In 12.2 ogg for bigdata, if the source side does ddl, it needs to regenerate the definition of the define_kfk.txt file in the definition table structure file of the source side, and transfer the define_kfk.txt file to the target side.

Examples are as follows:

Source side: (oracle side)

1) add id field to the source table

Alter table ORA_TO_KFK add id number

2) the source side of ogg needs to regenerate the table definition file

Mv / ogg/dirdef/define_kfk.txt / ogg/dirdef/define_kfk.txt.bak1

Cd / ogg

/ defgen paramfile dirprm/define_kfk.prm

3) scp the generated table definition file to the target side

Cd / ogg

Scp. / dirdef/define_kfk.txt root@192.168.56.57:/ogg/dirdef/

4) the source extraction process needs to be restarted.

GGSCI (edsir1p9) 2 > stop EXTKFK

Sending STOP request to EXTRACT EXTKFK...

Request processed.

GGSCI (edsir1p9) 3 > start EXTKFK

Sending START request to MANAGER...

EXTRACT EXTKFK starting

GGSCI (edsir1p9) 4 > info all

Program Status Group Lag at Chkpt Time Since Chkpt

MANAGER RUNNING

EXTRACT RUNNING EXTKFK 00:00:00 00:00:08

EXTRACT RUNNING PUPKFK 00:00:00 00:00:07

Destination side: (kafka side)

1) check that abend has occurred in the application process on the target side

GGSCI (node) 38 > info all

Program Status Group Lag at Chkpt Time Since Chkpt

MANAGER RUNNING

REPLICAT ABENDED REPKFK 00:10:27 00:05:29

2) start the replication process

GGSCI (node) 40 > start REPKFK

Sending START request to MANAGER...

REPLICAT REPKFK starting

GGSCI (node) 9 > info all

Program Status Group Lag at Chkpt Time Since Chkpt

MANAGER RUNNING

REPLICAT RUNNING REPKFK 00:00:00 00:00:04

Test:

Insert a piece of data on the source side

SQL > insert into ORA_TO_KFK (OWNER,OBJECT_NAME,OBJECT_ID,ID) values ('gg','gg',876,9)

1 row created.

SQL > commit

Destination side:

Cd / kafka

Bin/kafka-console-consumer.sh-- bootstrap-server 192.168.56.57 topic ogg_test

The data has been synchronized from the source side oracle to the destination side kafka. At this point, a new column has been added to oracle, which can be synchronized to kafka normally.
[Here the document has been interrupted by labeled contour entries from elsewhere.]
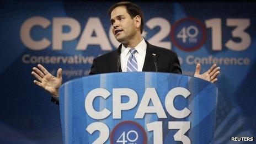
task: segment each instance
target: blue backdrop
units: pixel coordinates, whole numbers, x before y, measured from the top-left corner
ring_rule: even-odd
[[[63,82],[87,76],[94,57],[119,45],[109,31],[114,2],[0,2],[0,142],[62,142],[59,107],[33,84],[33,67],[45,66]],[[255,3],[136,2],[144,38],[177,52],[184,74],[214,63],[221,69],[215,132],[255,136]]]

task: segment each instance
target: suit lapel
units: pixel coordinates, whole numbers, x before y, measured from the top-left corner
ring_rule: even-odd
[[[147,41],[146,41],[146,43],[147,44],[147,50],[142,71],[155,71],[154,57],[152,54],[156,54],[155,53],[156,48],[153,47]],[[157,57],[158,57],[157,55]]]
[[[119,72],[122,72],[120,65],[120,53],[121,47],[122,45],[121,44],[117,50],[115,50],[111,52],[111,56],[109,56],[108,58],[109,66],[110,66],[110,70],[111,72],[118,72],[118,65],[119,65]]]

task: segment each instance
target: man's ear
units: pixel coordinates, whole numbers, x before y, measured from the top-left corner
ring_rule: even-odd
[[[134,17],[134,20],[136,28],[138,29],[140,28],[140,26],[141,26],[141,17],[140,17],[139,15],[136,15],[135,17]]]

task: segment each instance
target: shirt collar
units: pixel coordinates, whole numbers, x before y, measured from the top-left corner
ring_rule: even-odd
[[[147,48],[147,44],[146,43],[145,40],[142,38],[141,41],[136,46],[134,49],[137,50],[137,52],[140,55],[142,55],[143,53],[145,52]],[[124,45],[122,44],[122,47],[121,48],[121,54],[127,56],[129,54],[130,50],[131,47],[125,47]]]

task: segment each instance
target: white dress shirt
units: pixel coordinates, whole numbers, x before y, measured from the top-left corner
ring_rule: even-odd
[[[138,64],[138,72],[142,72],[144,61],[145,61],[146,51],[147,50],[147,44],[144,39],[142,38],[142,40],[134,49],[137,50],[137,52],[135,53],[135,56],[137,63]],[[122,45],[120,56],[122,72],[127,72],[127,63],[131,55],[131,52],[130,52],[130,49],[131,47],[125,47],[124,45]]]

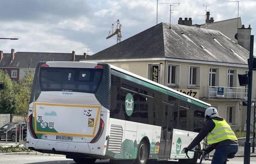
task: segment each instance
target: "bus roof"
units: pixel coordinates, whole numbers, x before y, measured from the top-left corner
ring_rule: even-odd
[[[135,78],[137,80],[132,80],[132,81],[133,82],[138,83],[139,84],[140,84],[142,85],[145,86],[147,87],[152,88],[153,89],[160,91],[161,92],[163,93],[164,93],[166,94],[169,94],[170,95],[173,96],[175,97],[182,99],[188,102],[205,108],[207,108],[211,106],[210,104],[207,103],[197,98],[195,98],[191,96],[190,96],[188,95],[187,95],[186,94],[184,94],[180,92],[177,91],[173,89],[172,89],[166,86],[165,86],[164,85],[156,83],[151,80],[149,80],[143,77],[142,77],[141,76],[139,76],[130,72],[129,72],[127,71],[126,71],[124,70],[120,69],[120,68],[118,68],[110,64],[109,65],[110,66],[110,68],[112,69],[118,71],[120,74],[126,74],[126,75],[130,76],[129,77],[128,77],[127,76],[125,77],[128,80],[130,79],[131,81],[132,80],[132,78]],[[141,80],[142,81],[140,82],[139,81],[138,81],[138,79]],[[136,82],[135,82],[135,81]]]

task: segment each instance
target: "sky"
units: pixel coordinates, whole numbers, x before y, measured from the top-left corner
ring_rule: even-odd
[[[180,17],[192,17],[193,24],[205,23],[203,5],[215,21],[237,17],[238,4],[223,0],[180,0],[172,6],[172,23]],[[158,0],[159,3],[178,0]],[[106,40],[117,19],[121,26],[122,40],[157,23],[157,0],[0,0],[0,50],[15,52],[84,52],[92,55],[116,43]],[[240,0],[242,23],[256,30],[256,0]],[[169,23],[170,7],[159,4],[158,23]],[[256,40],[256,38],[255,39]],[[256,41],[255,42],[256,43]],[[88,48],[90,47],[90,48]]]

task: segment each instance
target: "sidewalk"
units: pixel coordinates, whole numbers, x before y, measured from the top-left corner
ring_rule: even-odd
[[[251,147],[251,156],[256,157],[256,148],[255,149],[255,153],[252,153],[252,147]],[[215,151],[213,151],[211,152],[211,156],[212,156],[214,153]],[[236,154],[236,157],[243,157],[244,153],[244,147],[238,147],[238,151]]]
The above is all the content of the article "how oracle data is synchronized to the kafka message queue in real time through goldengate". Thank you for reading! Hope to share the content to help you, more related knowledge, welcome to follow the industry information channel!
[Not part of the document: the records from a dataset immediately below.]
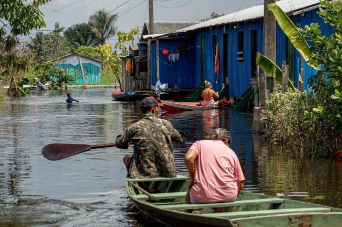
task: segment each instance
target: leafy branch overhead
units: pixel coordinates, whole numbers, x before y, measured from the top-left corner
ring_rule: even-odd
[[[306,41],[304,39],[297,28],[283,10],[276,4],[267,6],[269,10],[273,13],[279,27],[290,39],[290,41],[300,53],[308,65],[319,70],[319,66],[314,59],[311,58],[312,53]]]

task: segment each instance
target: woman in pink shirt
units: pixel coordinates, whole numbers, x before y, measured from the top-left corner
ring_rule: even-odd
[[[186,203],[212,203],[236,199],[243,187],[244,177],[236,155],[229,148],[231,139],[228,131],[217,128],[210,134],[209,140],[199,140],[191,146],[185,155],[190,176]],[[222,212],[224,208],[215,211]]]

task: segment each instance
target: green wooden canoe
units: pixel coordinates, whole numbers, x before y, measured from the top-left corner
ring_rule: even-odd
[[[160,181],[155,193],[150,188]],[[166,226],[342,226],[342,209],[242,191],[234,202],[211,204],[185,204],[188,177],[149,179],[126,178],[129,197],[146,215]],[[221,213],[205,212],[209,208],[225,207]],[[184,212],[193,209],[192,213]]]

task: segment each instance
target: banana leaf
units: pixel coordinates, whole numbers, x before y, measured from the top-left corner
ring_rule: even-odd
[[[308,65],[319,70],[319,66],[311,57],[311,51],[306,41],[301,36],[300,33],[292,21],[277,4],[272,3],[267,6],[270,11],[272,12],[280,28],[292,43],[295,48],[298,51]]]
[[[259,54],[256,56],[255,62],[265,73],[275,77],[277,83],[281,85],[282,85],[283,71],[272,60],[263,55]],[[294,90],[295,89],[293,83],[289,79],[289,88]]]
Welcome to subscribe "Shulou Technology Information " to get latest news, interesting things and hot topics in the IT industry, and controls the hottest and latest Internet news, technology news and IT industry trends.

*The comments in the above article only represent the author's personal views and do not represent the views and positions of this website. If you have more insights, please feel free to contribute and share.